Somatic mosaicism due to a reversion variant causing hemi-atrophy: a novel variant of dystrophinopathy

Abstract

We describe a case of hemi-atrophy in a young adult male, with a positive family history of three maternal uncles with Duchenne muscular dystrophy (DMD). The patient showed progressive weakness localized to the left side, an abnormal electromyography, and creatine kinase levels >3000 IU/l. Muscle biopsy showed both dystrophin-positive and -negative myofibers. An out-of-frame duplication variant in DMD, that is, c.(93+1_94-1)_(649+1_650-1)dup(p.?) resulting in duplication of exons 3-7 was inherited, but the muscle biopsy showed dystrophin mRNA with and without the duplication. Dystrophin quantification using mass spectrometry showed 25% normal dystrophin protein levels in the muscle biopsy from the stronger right side. Sex chromosome aneuploidy was ruled out. We conclude that the patient inherited the duplication variant, but early in development an inner cell mass underwent a somatic recombination event removing the duplication and restoring dystrophin expression. To our knowledge, this is the first report of a reversion leading to somatic mosaicism in DMD.

Figure 1

Hemi-atrophy in a young adult associated with somatic mosaicism for dystrophin in muscle biopsy. (a) Marked muscle wasting and weakness is seen restricted to the left side. (b) Dystrophin immunostaining shows normal patterns at myofiber membranes in normal control, and mosaic patterns of dystrophin-positive and -negative fibers in the proband. (c) Histopathology of the proband by hematoxylin and eosin staining (left), and Gomori trichrome (right) shows myofiber size variation, variable endomysial fibrosis, hypercontracted fibers and central nuclei, consistent with a dystrophic myopathy. The full colour version of this figure is available at European Journal of Human Genetics online.

Figure 2

Pedigree showing three maternal uncles affected with severe muscular dystrophy. Proband shows a mild dystrophinopathy phenotype.

Figure 3

mRNA studies of proband muscle show loss of familial duplication mutation in dystrophin transcript. (a) RT-PCR primer sets were designed to cover regions present within or outside of the exon 3–7 duplication. Primer sets 1.1 and 1.2 cover DMD exons 1–8. Primer set 2 is specific for the duplicated region with exon 5F as forward primer and exon 4R as reverse primer. (b) Agarose gel image showing RT-PCR products from primer sets using cDNA from two normal samples (Nml) and proband (Pr).

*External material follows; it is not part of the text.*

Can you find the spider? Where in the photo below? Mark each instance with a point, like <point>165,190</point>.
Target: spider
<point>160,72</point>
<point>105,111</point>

Primer sets 1.1 and 1.2 cover DMD exons 1–8 with expected sizes of 851 and 767 bp, respectively. The proband shows both a normal band (Ex1-8) similar to the normal samples, as well as presence of a larger duplicated transcript (Ex1-8dup) with sizes of 1405 and 1321 bp for the primer sets, as expected. Set 2 duplication-specific RT-PCR primers detected the duplicated mRNA transcript in the proband only (DupEx5-4) with an expected size of 460 bp, which was observed. All bands were sequenced and confirmed predicted exonic structures. Faint bands seen in normal controls with the DupEx5-4 primers were also Sanger sequenced and did not align to the duplication-specific PCR region (non-specific products). (c) Quantification of dystrophin protein in proband muscle (top panel) and normal control (bottom panel). Five peptides were quantified and averaged (single-peptide exemplar shown). The proband dystrophin level was quantified at ~25.7% of normal. The full colour version of this figure is available at European Journal of Human Genetics online.